Regret is distress of mind, sorrow for what has been done or failed to be done.₁

We all have experiences in our lives that have caused us to feel regret. Some regrets are of our own making, others are caused by circumstances we can’t always control. For instance, saying something controversial and regretting it later because it offended someone. Or maybe we have regrets for not continuing our education and wish we had gone on for the next degree. Perhaps we regret not changing jobs or taking a risk to earn more money. And maybe our regret is not living life to its fullest and feeling like we’ve lost out.

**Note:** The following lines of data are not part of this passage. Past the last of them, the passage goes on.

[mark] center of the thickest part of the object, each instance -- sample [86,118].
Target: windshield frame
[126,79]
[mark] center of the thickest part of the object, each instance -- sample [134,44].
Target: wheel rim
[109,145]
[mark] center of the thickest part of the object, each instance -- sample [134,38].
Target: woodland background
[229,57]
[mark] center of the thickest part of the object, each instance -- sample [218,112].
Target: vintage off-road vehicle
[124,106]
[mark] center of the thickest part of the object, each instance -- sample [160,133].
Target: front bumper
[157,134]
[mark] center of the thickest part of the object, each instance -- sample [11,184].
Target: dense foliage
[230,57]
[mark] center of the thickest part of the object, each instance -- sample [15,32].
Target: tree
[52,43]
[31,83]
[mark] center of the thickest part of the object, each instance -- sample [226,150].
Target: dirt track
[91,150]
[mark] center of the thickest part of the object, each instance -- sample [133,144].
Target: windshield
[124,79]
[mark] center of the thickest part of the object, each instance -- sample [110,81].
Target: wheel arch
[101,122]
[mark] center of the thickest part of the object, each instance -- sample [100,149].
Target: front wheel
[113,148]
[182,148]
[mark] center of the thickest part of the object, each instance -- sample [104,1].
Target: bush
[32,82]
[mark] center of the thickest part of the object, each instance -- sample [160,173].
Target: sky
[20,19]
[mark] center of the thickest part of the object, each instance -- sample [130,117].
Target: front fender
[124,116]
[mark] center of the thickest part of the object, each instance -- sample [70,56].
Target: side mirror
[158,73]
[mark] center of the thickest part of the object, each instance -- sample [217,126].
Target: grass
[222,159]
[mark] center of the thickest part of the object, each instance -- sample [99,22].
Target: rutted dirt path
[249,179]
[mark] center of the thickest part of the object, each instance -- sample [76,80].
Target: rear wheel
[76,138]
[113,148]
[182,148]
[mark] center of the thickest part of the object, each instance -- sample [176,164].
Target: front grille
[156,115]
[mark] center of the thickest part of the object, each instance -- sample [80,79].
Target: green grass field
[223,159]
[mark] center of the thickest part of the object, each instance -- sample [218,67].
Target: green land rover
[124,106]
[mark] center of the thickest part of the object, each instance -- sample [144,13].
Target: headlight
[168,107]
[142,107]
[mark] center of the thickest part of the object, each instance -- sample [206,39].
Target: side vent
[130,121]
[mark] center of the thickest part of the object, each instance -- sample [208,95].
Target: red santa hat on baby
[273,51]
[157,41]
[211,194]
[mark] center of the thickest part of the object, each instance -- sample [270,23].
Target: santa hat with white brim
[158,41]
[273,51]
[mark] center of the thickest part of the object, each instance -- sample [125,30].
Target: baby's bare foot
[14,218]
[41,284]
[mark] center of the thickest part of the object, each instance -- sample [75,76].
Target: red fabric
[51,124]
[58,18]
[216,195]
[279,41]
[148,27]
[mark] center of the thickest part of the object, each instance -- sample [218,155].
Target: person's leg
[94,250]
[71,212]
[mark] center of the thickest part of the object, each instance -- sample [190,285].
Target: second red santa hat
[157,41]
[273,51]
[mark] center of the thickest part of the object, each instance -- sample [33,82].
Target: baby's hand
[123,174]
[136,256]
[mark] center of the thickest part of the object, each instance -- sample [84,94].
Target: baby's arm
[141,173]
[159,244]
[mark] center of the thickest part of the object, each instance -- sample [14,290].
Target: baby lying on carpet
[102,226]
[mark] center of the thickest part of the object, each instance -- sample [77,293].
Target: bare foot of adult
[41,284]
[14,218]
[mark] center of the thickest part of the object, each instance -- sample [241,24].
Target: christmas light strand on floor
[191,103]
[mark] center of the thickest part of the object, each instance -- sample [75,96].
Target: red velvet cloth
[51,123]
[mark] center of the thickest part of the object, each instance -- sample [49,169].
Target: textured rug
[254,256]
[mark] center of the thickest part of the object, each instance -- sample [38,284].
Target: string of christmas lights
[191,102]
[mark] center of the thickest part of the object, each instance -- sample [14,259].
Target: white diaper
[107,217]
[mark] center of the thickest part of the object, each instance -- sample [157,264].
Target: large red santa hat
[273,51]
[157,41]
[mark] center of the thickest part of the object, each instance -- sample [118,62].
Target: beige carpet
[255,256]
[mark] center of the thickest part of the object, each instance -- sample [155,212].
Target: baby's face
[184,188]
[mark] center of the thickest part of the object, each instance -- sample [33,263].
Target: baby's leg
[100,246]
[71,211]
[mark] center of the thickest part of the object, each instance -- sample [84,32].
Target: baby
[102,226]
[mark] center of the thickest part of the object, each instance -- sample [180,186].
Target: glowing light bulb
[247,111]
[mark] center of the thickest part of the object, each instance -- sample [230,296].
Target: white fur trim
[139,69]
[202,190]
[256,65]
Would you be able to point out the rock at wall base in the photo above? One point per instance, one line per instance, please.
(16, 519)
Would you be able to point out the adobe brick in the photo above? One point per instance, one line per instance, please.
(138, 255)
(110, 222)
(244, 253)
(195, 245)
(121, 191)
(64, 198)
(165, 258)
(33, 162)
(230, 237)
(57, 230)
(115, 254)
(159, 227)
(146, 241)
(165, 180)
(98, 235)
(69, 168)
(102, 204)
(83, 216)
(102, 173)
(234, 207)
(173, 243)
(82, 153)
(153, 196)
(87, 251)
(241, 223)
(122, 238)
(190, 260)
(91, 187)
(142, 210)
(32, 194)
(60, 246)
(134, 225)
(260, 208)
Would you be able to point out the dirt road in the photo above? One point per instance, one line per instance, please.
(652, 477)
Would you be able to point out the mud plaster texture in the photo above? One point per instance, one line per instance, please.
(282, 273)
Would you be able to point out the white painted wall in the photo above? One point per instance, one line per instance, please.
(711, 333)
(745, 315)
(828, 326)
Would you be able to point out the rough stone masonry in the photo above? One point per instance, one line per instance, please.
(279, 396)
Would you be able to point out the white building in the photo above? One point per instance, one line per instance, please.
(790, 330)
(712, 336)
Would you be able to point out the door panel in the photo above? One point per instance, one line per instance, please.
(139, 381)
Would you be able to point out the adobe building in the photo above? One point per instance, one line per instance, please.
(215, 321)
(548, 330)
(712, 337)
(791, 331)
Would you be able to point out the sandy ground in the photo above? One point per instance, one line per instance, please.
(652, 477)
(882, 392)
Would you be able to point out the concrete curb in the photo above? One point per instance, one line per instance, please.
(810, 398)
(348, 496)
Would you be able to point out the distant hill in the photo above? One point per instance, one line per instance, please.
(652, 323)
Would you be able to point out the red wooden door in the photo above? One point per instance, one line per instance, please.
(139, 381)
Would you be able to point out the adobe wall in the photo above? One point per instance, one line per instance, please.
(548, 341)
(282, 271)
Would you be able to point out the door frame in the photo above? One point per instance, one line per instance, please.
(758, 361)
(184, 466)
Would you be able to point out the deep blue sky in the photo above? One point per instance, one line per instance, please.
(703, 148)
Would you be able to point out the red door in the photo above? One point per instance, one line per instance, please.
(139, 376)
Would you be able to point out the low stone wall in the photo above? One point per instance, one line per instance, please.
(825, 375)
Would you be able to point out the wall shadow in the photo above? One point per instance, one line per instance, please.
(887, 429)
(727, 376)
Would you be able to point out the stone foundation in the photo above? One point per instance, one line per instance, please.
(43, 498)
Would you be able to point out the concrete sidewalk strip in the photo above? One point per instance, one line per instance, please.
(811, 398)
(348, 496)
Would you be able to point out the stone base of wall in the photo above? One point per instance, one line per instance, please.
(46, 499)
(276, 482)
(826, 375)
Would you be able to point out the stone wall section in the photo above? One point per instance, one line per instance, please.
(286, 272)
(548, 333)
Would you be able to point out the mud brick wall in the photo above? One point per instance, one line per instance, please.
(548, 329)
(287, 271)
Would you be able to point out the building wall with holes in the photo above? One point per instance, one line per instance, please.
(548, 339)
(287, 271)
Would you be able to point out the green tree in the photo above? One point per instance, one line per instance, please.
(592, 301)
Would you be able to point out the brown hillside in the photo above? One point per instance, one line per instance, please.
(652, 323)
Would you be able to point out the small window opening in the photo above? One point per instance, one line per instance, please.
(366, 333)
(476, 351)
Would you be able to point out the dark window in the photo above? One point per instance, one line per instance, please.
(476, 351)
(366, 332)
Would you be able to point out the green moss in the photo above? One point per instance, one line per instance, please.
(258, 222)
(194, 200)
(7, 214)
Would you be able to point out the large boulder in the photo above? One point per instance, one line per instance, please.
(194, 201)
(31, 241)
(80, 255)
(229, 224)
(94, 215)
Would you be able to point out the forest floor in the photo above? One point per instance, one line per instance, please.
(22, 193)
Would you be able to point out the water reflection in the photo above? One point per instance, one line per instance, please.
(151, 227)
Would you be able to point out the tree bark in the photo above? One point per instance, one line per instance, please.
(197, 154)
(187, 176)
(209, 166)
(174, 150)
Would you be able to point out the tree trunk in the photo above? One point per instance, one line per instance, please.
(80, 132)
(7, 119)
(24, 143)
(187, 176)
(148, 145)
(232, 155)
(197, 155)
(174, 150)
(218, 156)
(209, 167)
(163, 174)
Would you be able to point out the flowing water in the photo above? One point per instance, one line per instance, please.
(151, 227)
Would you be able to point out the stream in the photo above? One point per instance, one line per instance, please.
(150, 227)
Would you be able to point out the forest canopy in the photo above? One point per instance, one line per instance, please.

Regardless of what the circumstances may be, we all know the wretched feeling that regret can leave in our beings. We know the remorse or the sadness or the loss or the pain. We understand how life can be trying and filled with challenges and that we may regret our mistakes or circumstances.

With life, comes regret but because you still have life, you can change your actions and correct those mistakes. You can apologize to the person whom you offended with your words. We can go back to school and take additional courses. We can try a new daring experience and feel fulfillment. We can try to get another job or make a new financial decision. But when the situation is one of death, the regret lingers forever. There is no going back to try and do things differently. There is no opportunity to fix what might need fixing.

Since our daughter Aine died, the feeling of regret haunts us. We regret that we didn’t read her a story that time she asked. We regret that we shouted at bedtime that night or didn’t hug her when she went off to school that morning. We regret not taking five minutes to play with her when she begged us. We regret not holding her more. We regret not buying her an electronic device because we thought she was too young or it was too expensive. We regret each and every action we did or didn’t do with our precious child. We regret decisions we made or didn’t make. There is regret of her disease and not knowing she was ill, for not listening to an instinct that quietly nudged at me or for not being there when she needed me most.

These feelings are constant in our beings now. We cannot go back and change what has been done; we will struggle and learn how to deal with the hole that exists inside us. We will learn how to manage the pain and constant ache in our souls and hope not to repeat similar actions with our living daughter as we crawl forward in our grieving lives.